Men And Women

Jokes » men and women » jokes 41

Men And Women


male disorientation
 
 
Q: Why does it take 1 million sperm to fertilize 1 egg?

A: They don't stop to ask for directions.

sexual confessional
 
 
A young woman goes to church to confess her sins to the priest.

'Forgive me Father, for I have sinned.'

'Tell all of your sins, my daughter.'

'Oh, Father, last night my boyfriend made hot, passionate love to me seven times,' she says.

The priest thinks about this long and hard and says, 'Take seven lemons and squeeze the juice into a tall glass and drink it.'

'Will this cleanse my soul of my sins?'

'No,' the priest says, 'but it'll wipe that smile off your face!'

technically and reality?
 
 
One day, a little boy asks his father what the difference is between 'technically' and 'reality.'

"Son, I won't tell you the dictionary definition in fear that it will confuse you. But to help you out, I'll give you something to do. Go ask your mother if she will sleep with a bum for $500,000 and ask your sister is she'll sleep with the garbageman for the same amount." So, the little boy goes up to his mom.
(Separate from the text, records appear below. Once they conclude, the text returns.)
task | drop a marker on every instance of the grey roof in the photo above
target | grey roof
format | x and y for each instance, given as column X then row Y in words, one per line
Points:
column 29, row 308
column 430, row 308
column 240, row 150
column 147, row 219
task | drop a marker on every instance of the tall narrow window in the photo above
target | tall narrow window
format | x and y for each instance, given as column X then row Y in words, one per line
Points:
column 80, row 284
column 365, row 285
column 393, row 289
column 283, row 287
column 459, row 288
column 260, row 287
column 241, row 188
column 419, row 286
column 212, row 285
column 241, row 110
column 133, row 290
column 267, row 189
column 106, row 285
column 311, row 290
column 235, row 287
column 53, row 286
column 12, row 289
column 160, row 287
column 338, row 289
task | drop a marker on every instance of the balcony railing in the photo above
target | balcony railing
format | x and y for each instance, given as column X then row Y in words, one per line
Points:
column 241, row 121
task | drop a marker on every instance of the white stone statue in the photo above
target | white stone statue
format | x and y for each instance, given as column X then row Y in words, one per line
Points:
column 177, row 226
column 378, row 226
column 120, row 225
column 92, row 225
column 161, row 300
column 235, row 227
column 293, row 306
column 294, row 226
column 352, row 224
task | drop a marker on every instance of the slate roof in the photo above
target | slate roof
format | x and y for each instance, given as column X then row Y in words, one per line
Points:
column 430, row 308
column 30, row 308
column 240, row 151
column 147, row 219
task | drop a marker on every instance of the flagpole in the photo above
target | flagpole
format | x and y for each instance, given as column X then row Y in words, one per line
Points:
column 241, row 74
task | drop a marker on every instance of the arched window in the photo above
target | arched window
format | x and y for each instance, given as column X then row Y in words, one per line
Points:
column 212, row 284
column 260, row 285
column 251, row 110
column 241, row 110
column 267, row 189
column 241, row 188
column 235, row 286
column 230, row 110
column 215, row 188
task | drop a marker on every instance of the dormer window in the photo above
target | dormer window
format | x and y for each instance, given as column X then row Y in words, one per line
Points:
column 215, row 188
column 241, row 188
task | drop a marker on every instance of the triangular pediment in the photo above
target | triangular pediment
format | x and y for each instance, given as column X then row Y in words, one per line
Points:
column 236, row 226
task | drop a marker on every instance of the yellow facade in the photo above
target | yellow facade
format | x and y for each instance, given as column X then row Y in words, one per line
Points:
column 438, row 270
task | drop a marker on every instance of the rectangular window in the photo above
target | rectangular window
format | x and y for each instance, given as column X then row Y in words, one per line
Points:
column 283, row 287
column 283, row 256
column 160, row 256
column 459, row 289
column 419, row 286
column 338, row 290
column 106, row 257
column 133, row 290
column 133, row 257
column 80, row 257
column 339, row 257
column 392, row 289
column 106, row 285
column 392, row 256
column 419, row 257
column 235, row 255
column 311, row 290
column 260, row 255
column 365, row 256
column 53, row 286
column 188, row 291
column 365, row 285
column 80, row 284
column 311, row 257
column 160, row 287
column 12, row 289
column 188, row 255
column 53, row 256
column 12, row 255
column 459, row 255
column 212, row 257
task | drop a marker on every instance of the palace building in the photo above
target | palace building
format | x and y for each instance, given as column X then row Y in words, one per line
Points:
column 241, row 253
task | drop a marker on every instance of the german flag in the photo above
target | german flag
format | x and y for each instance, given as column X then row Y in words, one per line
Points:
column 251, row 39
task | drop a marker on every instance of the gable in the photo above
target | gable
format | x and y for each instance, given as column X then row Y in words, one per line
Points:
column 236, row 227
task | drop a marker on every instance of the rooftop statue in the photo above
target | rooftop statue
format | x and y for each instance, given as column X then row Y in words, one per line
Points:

"Mommy, would you ever sleep with a bum for $500,000?"

"You bet your ass I would!" exclaims the mother. So the little boy goes up to his sister's bedroom.

"Hey sis, would you sleep with the garbageman for $500,000?"

"I sure would!" exclaims his sister.

"Dad, Dad! Mom and sis both said they would. What does that mean?"

"Well, son," the father says. "Technically, we're millionares but in reality we live with a couple of dirty whores!"

wedding night pranks
 
 
The wedding date was set and the groom's three pals - a carpenter, an electrician and a dentist were deciding what pranks to play on the couple on their wedding night.

The carpenter figured sawing the slats of their bed would give them a chuckle or two.

The electrician decided to wire the bed - with alternating current, of course.

The dentist wouldn't commit himself, but wore a sly grin and promised it would be memorable.

The nuptials went as planned and a few days later, each of the grooms buddies received the following note:

“DEAR FRIENDS,
WE DIDN'T MIND THE BED SLATS
BEING SAWED.
THE ELECTRIC SHOCK WAS ONLY A MINOR SETBACK. BUT BY GOD, I'M GOING TO KILL THE GUY WHO PUT NOVACAINE IN THE VASELINE!”


Page 42 of 229     «« Previous | Next »»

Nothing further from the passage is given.